Holmes also profits by living in a great age of encyclopedic compilations, assembled in new national libraries and archives—the age of the New English Dictionary, the Dictionary of National Biography and the Eleventh Edition of the Encyclopædia Britannica. Ordnance Survey Maps provide him with detailed topographical information when he leaves the safe, crowded streets of London for the leafy, deserted and scary lanes of the countryside. Weighty books, freshly printed, provide more esoteric information. Confronted by mysterious prints of tiny, bare human feet in The Sign of the Four, Holmes has the information he needed right at hand: “He stretched his hand up, and took down a bulky volume from the shelf. ‘This is the first volume of a gazetteer which is now being published. It may be looked upon as the very latest authority. What have we here? ‘Andaman Islands, situated 340 miles to the north of Sumatra, in the Bay of Bengal.’ … Ah, here we are. ‘The aborigines of the Andaman Islands may perhaps claim the distinction of being the smallest race upon this earth.’” Holmes himself, moreover, is portrayed as a zealous positivist scholar. He examines archival documents and prehistoric barrows as expertly as mud splashes and tobacco ash, and files the results of his reading and excerpting systematically in a massive collection of notebooks, which he regularly consults.

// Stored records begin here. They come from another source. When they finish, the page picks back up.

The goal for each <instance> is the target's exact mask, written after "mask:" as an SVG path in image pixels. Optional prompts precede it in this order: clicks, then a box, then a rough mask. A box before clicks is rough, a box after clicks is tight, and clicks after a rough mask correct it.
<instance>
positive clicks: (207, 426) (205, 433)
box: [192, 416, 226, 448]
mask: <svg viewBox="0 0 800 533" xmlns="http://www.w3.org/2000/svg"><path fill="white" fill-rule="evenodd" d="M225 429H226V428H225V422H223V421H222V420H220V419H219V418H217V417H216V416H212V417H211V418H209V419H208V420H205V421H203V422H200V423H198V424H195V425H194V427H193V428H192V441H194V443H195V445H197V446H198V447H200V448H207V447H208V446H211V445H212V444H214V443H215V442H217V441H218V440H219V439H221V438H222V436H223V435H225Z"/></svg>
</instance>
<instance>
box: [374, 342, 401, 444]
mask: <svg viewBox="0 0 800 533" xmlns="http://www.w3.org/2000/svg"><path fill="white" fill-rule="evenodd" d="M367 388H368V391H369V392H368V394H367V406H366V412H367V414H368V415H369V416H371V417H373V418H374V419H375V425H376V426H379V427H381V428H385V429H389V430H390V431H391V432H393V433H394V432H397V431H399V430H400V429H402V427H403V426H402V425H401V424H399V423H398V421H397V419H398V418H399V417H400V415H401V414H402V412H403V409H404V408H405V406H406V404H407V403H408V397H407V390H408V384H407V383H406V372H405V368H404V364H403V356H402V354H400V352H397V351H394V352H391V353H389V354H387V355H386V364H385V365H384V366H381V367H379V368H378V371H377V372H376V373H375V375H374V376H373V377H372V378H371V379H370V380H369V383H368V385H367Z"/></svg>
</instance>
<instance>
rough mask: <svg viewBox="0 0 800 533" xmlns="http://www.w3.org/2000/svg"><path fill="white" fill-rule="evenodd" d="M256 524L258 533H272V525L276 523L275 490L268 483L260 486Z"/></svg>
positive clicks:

No wonder, then, that Holmes himself insists that a detective must have not only “quick intuition” but also a “wide range of exact knowledge.” Information plays as central a role as observation and inference in his detective practice. And that makes a further inference—if not a Holmesian deduction—possible. Like us, Conan Doyle and his readers were interested in information, its multiple sources and possible uses. They wanted not only to watch Holmes being brilliant, but to learn how he knew so many things. Doyle’s stories—like so many other artifacts and technologies—show us vividly that we are not the first to hunt, gather and use information of every kind. And if Information: A Companion to its History had a motto, it could be that.